Return to Solitude by Grant Lawrence

Return to Solitude by Grant Lawrence

Author:Grant Lawrence [Lawrence, Grant]
Language: eng
Format: epub
Tags: Grant Lawrence, Radio broadcasters, British Columbia, Biography, Rock musicians, Desolation Sound, Anecdotes, Autobiographies, memoir
ISBN: 9781550179729
Publisher: Harbour
Published: 2022-04-29T00:00:00+00:00


Last Call

“He’s dead.”

Those were the words that pinged on the screen when I logged in to my Facebook page on Monday, July 8, 2019, from the remote Homfray Lodge, north of Desolation Sound.

I had just said goodbye to a friendly gaggle of guests from across Europe, the United States, Australia and Canada who had taken part in an Adventures in Solitude cruise that had departed from Lund a few days earlier. When a company called Pacific Coastal Cruises and Tours first broached the idea of my leading a boutique-style tour on their forty-foot cruise ship, I was highly skeptical. Who would purchase a ticket for such a trip? The owners seemed confident, but I remained doubtful.

Then they told me that the tour would include a day in Toba Inlet. Ever since Russell had described the inlet’s rugged majesty to me as a kid, I had dreamed of seeing it with my own eyes. I hadn’t yet had the opportunity, since our own boat was too small to go that far. The owners added that their boat, the Pacific Bear, was fully loaded with complimentary beer. I said yes.

The cruises turned out to be a lot of fun, and I met many incredible people. The three places the guests wanted to see most were the Cougar Lady’s cabin, the exact location of “the nude potluck” I’d written about in Adventures in Solitude and Russell Cove. But the good vibes left over from the most recent tour evaporated as I read those words on my screen again. I stared at the message for a moment, then typed a reply.

“Excuse me?”

A return answer came back, repeating the phrase: “He’s dead.” The messages were from Tatiana Letawsky, Russell’s estranged daughter. My throat went dry.

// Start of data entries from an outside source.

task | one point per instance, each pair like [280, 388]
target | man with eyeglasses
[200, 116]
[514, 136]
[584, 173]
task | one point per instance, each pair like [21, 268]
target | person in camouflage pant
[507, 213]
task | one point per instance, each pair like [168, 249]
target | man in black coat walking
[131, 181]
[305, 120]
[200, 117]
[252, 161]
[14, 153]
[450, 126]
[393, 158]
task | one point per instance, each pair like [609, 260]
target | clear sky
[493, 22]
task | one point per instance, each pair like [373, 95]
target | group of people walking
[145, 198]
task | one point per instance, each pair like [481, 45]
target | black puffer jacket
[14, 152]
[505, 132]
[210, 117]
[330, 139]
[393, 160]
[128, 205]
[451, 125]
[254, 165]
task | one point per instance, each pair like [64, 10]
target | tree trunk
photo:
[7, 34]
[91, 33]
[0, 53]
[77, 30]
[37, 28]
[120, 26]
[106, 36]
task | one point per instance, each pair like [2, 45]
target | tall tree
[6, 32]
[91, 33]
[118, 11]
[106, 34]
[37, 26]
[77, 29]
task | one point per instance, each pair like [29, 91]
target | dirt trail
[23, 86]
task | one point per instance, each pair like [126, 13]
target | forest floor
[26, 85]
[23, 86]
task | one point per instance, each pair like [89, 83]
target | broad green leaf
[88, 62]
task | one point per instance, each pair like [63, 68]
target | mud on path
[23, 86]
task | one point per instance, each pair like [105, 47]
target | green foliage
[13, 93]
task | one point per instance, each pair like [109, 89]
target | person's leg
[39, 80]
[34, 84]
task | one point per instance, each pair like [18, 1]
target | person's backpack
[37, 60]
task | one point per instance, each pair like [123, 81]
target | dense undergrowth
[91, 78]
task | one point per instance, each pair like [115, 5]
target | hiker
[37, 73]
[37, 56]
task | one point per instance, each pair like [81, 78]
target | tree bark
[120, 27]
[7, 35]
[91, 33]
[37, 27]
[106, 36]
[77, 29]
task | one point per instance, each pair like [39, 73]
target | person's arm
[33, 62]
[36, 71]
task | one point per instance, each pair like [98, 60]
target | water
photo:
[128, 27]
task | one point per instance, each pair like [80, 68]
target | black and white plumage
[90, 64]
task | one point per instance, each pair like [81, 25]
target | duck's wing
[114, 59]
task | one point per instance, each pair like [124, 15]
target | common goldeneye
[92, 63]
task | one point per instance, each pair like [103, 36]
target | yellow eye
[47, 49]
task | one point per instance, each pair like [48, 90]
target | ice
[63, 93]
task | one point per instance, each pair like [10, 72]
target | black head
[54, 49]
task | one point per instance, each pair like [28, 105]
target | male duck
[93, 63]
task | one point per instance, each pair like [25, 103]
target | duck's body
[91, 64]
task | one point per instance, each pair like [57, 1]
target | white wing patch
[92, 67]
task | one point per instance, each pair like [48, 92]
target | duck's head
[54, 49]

“Are you telling me,” I typed, “that your father has died?”

“Yes. That’s what I’m saying,” she typed back.

I sat frozen in my chair. My family had met Russell along the roadside just a few weeks earlier. I had visited him throughout the spring, chatting with and interviewing him for hours on end in the sun in his yard. He and I were planning to visit the cove together that summer.

Whenever Russell needed water at his rented cabin, he had to start up his uninsured bucket-of-bolts van, drive down his arduous, potholed, thorny, overgrown driveway to the ramshackle trailer that still had running water, fill up his jugs and drive them back up the hill. Not a great situation for a seventy-six-year-old stroke survivor with a bad leg.

The previous Friday, Russell had made his weekly short trip up Highway 101 to his favourite bar in the world, the Lund Pub. He always arrived early, in time for “beer o’clock” with the other locals.

It was a particularly busy evening at the pub, with friends old and new passing by to give Russell a hug, a kiss or a gentle ribbing about the recent exposure I had given him in the CBC Radio version of this story. By the end of the night, Russell had downed four mugs of Perfect Storm Oatmeal Stout from the local upstart Townsite Brewing.